2. VAT is a regressive tax
Using data from the ONS, the Fabian Society’s Tim Horton has said, “The richest 10% pay one in every 25 pounds of their income in VAT; the poorest 10% pay one in every seven pounds as VAT”. There is a debate about whether VAT remains regressive when measured against households’ spending rather than income. But on Tax Research UK, Richard Murphy has explained why this is only true if the poor have savings, access to borrowing, and the same consumption patterns as the rich. As The Guardian‘s Aditya Chakrabortty has concluded, “since VAT takes no account of one’s ability to pay, it cannot be called progressive.” Even the TaxPayers’ Alliance accept that “VAT hits the poor twice as hard as the rich“.
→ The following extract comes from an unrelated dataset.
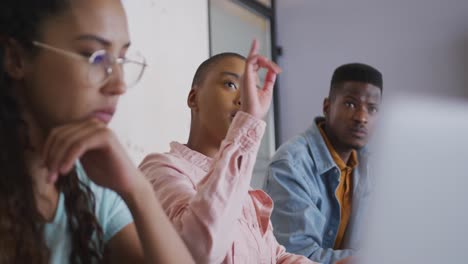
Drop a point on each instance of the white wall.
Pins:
(173, 36)
(421, 46)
3. VAT hits the north harder than the south
Research published last week by the marketing firm, Acxiom, shows that there is a north-south divide in the impact of the VAT rise. The study showed that London and the South East were more resilient to the tax rise than other regions. Among the ten places least affected by the VAT rise were the Tory heartlands of West Berkshire, Buckinghamshire, Surrey, Hertfordshire, Wokingham, Windsor and Maidenhead, and Oxfordshire where David Cameron’s Witney seat is situated. Meanwhile Hull, Blaenau Gwent, Stoke-on-Trent, Leicester, Middlesbrough, Orkney, Eilean Siar, Ceredigion, Merthyr Tydfil, and Gwynedd will be worst affected.
4. The increase is the fourth rise in VAT by a Tory government
“When VAT was introduced, by a Conservative government in 1973, it was set at 10 per cent. Geoffrey Howe, despite promising not to “double VAT” in the 1979 election campaign, raised it to 15 per cent. It was then increased to 17.5 per cent by Norman Lamont.
“In the 37 years since its introduction, VAT has risen from 10 per cent to 20 per cent. Meanwhile the basic rate of income tax has fallen from 30 per cent to 20 per cent.”
5. The VAT rise is a broken promise
On April 1st, David Cameron told Sky News, “our plans don’t involve an increase in VAT” while after the election in mid-May, the new Prime Minister told Andrew Marr that a VAT rise was “not something we plan to do“. Next Left saw it coming and raised the spectre of the “Geoffrey Howe dodge” in April in honour of a previous Tory broken promise on VAT.
As with tuition fees, the Liberal Democrats campaigned heavily on the issue of VAT publishing posters declaring “Tory VAT bombshell: You’d pay £389 more a year in VAT under the Conservatives“. An example, perhaps, of sticking a bit too closely to their pledge of “no more broken promises“.